Finalmente, el entusiasmo que genera el IBU se basa en gran medida en una interpretación errada de las tendencias de empleo en las economías avanzadas. Contra lo que suele creerse, no hay pruebas de que el trabajo tal como lo conocemos vaya a desaparecer en poco tiempo. En realidad, la automatización y la globalización están reestructurando el empleo, eliminando ciertos tipos de trabajo y aumentando la desigualdad. Pero en vez de crear un sistema en el que una gran fracción de la población recibe una limosna, deberíamos adoptar medidas para alentar la creación de empleos “de clase media” bien remunerados y fortalecer nuestra deficiente red de seguridad social. El IBU no hace nada de esto.

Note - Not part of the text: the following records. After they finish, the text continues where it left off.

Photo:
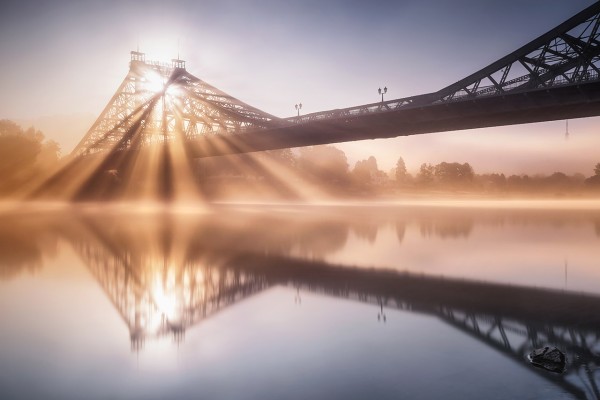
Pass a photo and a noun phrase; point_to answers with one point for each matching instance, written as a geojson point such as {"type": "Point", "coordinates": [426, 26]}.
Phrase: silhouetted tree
{"type": "Point", "coordinates": [325, 163]}
{"type": "Point", "coordinates": [366, 172]}
{"type": "Point", "coordinates": [401, 173]}
{"type": "Point", "coordinates": [453, 173]}
{"type": "Point", "coordinates": [426, 174]}
{"type": "Point", "coordinates": [594, 180]}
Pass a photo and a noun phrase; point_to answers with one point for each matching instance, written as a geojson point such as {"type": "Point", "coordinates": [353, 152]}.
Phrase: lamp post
{"type": "Point", "coordinates": [382, 92]}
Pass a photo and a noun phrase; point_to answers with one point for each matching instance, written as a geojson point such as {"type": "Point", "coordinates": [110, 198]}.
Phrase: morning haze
{"type": "Point", "coordinates": [273, 55]}
{"type": "Point", "coordinates": [273, 200]}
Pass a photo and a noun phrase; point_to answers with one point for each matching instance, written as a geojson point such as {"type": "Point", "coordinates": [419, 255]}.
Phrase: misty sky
{"type": "Point", "coordinates": [67, 57]}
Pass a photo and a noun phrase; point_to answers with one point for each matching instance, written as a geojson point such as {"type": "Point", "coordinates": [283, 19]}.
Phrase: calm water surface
{"type": "Point", "coordinates": [297, 302]}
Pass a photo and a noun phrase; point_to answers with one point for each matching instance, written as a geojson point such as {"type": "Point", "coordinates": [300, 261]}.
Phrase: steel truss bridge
{"type": "Point", "coordinates": [162, 117]}
{"type": "Point", "coordinates": [555, 76]}
{"type": "Point", "coordinates": [202, 275]}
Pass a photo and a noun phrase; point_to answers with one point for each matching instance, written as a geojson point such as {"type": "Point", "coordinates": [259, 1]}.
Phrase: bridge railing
{"type": "Point", "coordinates": [421, 100]}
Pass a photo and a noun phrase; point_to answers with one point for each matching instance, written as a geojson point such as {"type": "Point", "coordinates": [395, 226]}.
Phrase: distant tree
{"type": "Point", "coordinates": [558, 179]}
{"type": "Point", "coordinates": [401, 173]}
{"type": "Point", "coordinates": [325, 163]}
{"type": "Point", "coordinates": [454, 173]}
{"type": "Point", "coordinates": [426, 174]}
{"type": "Point", "coordinates": [594, 180]}
{"type": "Point", "coordinates": [366, 171]}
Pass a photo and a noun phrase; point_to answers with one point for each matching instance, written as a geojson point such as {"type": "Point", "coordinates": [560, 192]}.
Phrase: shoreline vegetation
{"type": "Point", "coordinates": [309, 173]}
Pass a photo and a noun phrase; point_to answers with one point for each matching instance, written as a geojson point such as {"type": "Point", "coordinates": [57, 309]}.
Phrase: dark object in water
{"type": "Point", "coordinates": [549, 358]}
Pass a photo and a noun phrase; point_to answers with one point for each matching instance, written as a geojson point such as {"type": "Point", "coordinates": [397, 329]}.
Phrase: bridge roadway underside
{"type": "Point", "coordinates": [554, 103]}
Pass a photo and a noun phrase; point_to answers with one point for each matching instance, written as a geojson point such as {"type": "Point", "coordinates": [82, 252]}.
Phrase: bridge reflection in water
{"type": "Point", "coordinates": [167, 272]}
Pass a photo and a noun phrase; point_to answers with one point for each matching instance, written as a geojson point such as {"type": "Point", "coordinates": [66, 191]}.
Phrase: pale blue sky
{"type": "Point", "coordinates": [66, 57]}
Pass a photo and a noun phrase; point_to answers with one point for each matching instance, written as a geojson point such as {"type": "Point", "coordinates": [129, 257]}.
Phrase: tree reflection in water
{"type": "Point", "coordinates": [166, 272]}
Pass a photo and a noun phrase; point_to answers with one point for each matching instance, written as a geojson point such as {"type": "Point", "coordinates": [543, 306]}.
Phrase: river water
{"type": "Point", "coordinates": [355, 301]}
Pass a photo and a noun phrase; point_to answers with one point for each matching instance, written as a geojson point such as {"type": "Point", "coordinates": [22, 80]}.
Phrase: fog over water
{"type": "Point", "coordinates": [295, 300]}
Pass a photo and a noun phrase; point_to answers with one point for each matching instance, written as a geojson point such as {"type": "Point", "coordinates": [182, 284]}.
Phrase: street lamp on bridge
{"type": "Point", "coordinates": [382, 92]}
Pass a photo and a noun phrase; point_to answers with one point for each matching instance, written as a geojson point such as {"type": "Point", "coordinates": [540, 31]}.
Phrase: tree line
{"type": "Point", "coordinates": [328, 167]}
{"type": "Point", "coordinates": [25, 154]}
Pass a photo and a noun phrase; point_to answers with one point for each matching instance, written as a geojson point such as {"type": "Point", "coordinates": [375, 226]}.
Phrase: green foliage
{"type": "Point", "coordinates": [454, 173]}
{"type": "Point", "coordinates": [426, 174]}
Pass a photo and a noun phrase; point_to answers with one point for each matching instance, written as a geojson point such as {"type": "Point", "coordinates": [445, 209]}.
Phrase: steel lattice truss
{"type": "Point", "coordinates": [160, 102]}
{"type": "Point", "coordinates": [567, 55]}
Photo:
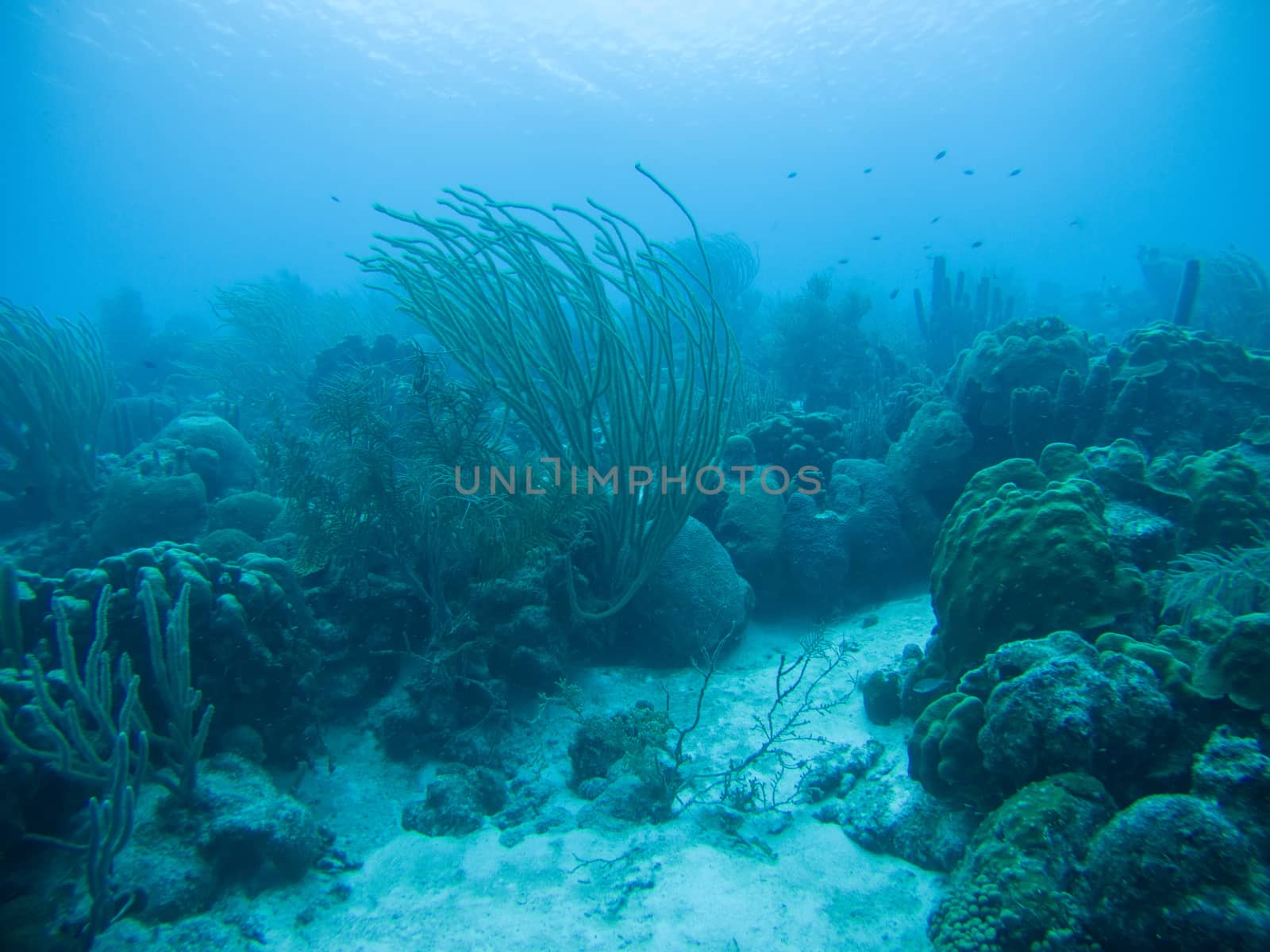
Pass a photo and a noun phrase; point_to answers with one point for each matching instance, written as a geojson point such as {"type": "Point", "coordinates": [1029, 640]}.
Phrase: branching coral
{"type": "Point", "coordinates": [616, 357]}
{"type": "Point", "coordinates": [54, 389]}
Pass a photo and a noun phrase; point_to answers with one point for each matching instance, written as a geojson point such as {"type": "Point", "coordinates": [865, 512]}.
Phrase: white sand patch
{"type": "Point", "coordinates": [798, 884]}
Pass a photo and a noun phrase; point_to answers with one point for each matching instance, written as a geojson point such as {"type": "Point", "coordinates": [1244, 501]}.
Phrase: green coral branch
{"type": "Point", "coordinates": [613, 357]}
{"type": "Point", "coordinates": [54, 389]}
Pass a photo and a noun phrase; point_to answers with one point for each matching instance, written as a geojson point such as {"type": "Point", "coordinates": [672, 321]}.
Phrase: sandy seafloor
{"type": "Point", "coordinates": [791, 884]}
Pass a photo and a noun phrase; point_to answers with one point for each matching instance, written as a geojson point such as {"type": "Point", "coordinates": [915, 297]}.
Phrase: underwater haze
{"type": "Point", "coordinates": [660, 475]}
{"type": "Point", "coordinates": [178, 146]}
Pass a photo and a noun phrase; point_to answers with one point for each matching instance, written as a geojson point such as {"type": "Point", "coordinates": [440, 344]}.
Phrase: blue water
{"type": "Point", "coordinates": [181, 146]}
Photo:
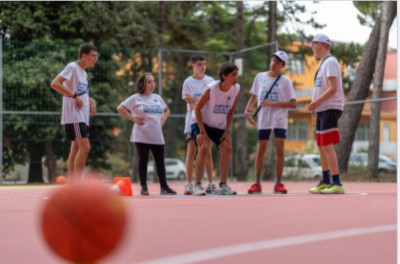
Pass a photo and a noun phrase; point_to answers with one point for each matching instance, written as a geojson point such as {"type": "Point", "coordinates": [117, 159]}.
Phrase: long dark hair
{"type": "Point", "coordinates": [226, 68]}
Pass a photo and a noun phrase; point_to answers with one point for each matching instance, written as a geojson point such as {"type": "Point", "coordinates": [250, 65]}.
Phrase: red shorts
{"type": "Point", "coordinates": [327, 127]}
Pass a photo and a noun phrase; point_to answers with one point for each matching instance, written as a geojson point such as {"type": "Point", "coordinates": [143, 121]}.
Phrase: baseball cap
{"type": "Point", "coordinates": [282, 55]}
{"type": "Point", "coordinates": [320, 38]}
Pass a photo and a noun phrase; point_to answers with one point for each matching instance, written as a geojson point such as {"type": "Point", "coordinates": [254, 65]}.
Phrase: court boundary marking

En Estados Unidos, las prioridades políticas tendrían que ser la cobertura universal de salud, prestaciones de desempleo más generosas, programas de recapacitación mejor diseñados y una ampliación del sistema de crédito fiscal para personas de bajos ingresos (conocido por la sigla en inglés EITC): este último ya hace las veces de ingreso básico garantizado para los trabajadores mal remunerados, cuesta mucho menos que un IBU y alienta directamente el trabajo. Por el lado de las empresas, reducir los costos indirectos y las cargas sociales que pagan los empleadores al contratar trabajadores alentaría la creación de empleo, una vez más, por mucho menos que el costo de un IBU. La ampliación del EITC (con una suba del salario mínimo, para que los empleadores no se aprovechen del crédito fiscal dado a los trabajadores), sumada a una reducción de las cargas sociales, contribuiría en gran medida a la creación de empleos valiosos en todos los niveles de la distribución de ingresos.
Y en particular, estas soluciones potencian la política democrática. No puede decirse lo mismo de un IBU, repartido desde arriba para aplacar a las masas descontentas. Esta medida no empodera (ni siquiera consulta) a sus destinatarios. (¿Los trabajadores que perdieron sus empleos de clase media prefieren recibir dinero del Estado o la oportunidad de conseguir otro empleo?) Las propuestas para un IBU son totalmente similares al “pan y circo” de los imperios romano y bizantino: dádivas para desactivar el descontento y ablandar a las masas, en vez de ofrecerles oportunidades económicas y poder de decisión política.
En cambio, el estado de bienestar moderno que tan bien funcionó en los países desarrollados no fue una dádiva de magnates y políticos. Buscaba proveer seguridad social y oportunidades a la gente. Y fue resultado de la política democrática. La gente de a pie exigió, se quejó, se manifestó y se involucró en la formulación de políticas, y el sistema político respondió. El documento fundacional del estado de bienestar británico (el Informe Beveridge de tiempos de la Segunda Guerra Mundial) fue una respuesta tanto a las demandas políticas cuanto a las penurias económicas. Se intentó proteger a los desfavorecidos y crear oportunidades, alentando al mismo tiempo la participación cívica.
Muchos problemas sociales actuales derivan de que hemos descuidado el proceso democrático. La solución no es repartir migajas para tener a la gente en sus casas, distraída y apaciguada. En vez de eso, necesitamos rejuvenecer la política democrática, alentar el involucramiento cívico y buscar soluciones colectivas. Sólo con una sociedad movilizada y políticamente activa podremos crear las instituciones que necesitamos para tener prosperidad compartida en el futuro y proteger a los más desfavorecidos.
(*) Publicado por Project Syndicate – Boston, 7 de junio de 2019.